You might expect this backdrop of propriety to lead to work that is lacking in flavour but, strangely, it doesn’t – and we wouldn’t be featuring Freehaus as a Future Winner if it did. Rather, the food and beverage projects forced the practice to engage with graphics, texture, colour, branding and not be afraid of interiors that are particularly resonant with trends happening in architecture now. It put Freehaus at the frontline of other business’s profit and loss, embedding the idea of socio-economic sustainability. It was also an arena to play out the directors’ founding ideals of collaboration, co-design and collegiate practice.
The practice started up with a few projects in hand, including the Clement James Centre in north Kensington and an Eritrean community church and Eritrean café (for Hagos’s mother in Woolwich), but many of the early jobs came through a contact at design agency Here Design. This led it to Ottolenghi, Benugo and schemes on the high street, at Luton Airport, and within cultural institutions such as the V&A, Natural History Museum, Barbican Centre and for a co-working hub at Imperial College in 2018.
‘It’s about making sure the clients are custodians of their project,’ says Hagos. ‘When we talk about co-design it is not about shirking responsibility, but a successful and sustainable project is one where the client has authorship early on.’

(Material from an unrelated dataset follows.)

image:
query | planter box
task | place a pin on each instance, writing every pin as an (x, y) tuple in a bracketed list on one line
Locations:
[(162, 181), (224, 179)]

This thinking and realignment at the five-year point means the practice is now entering competitions (it didn’t bother before) and winning them (Rainham Innovation Centre) – and the phone is ringing. It is also going beyond briefs for clients, such as expanding a potential German bakery project into a food business incubator hub in Berlin.
When coronavirus hit, the directors were concerned that the many publicly funded projects might fall by the wayside, but they haven’t. To the contrary, the pandemic has reinforced the embedded socio-economic sustainability and objectives in these projects at the Africa Centre in Southwark, the Tampery in Tottenham opposite where the 2011 London Riots started and at the Clement James Centre, which is in the shadow of Grenfell Tower. The practice’s small amount of selected residential work (like Wilton Way in Hackney) has also remained buoyant. It could be just luck, but step inside a conversation between Hagos and Bell for a few hours and it surely doesn’t look like it.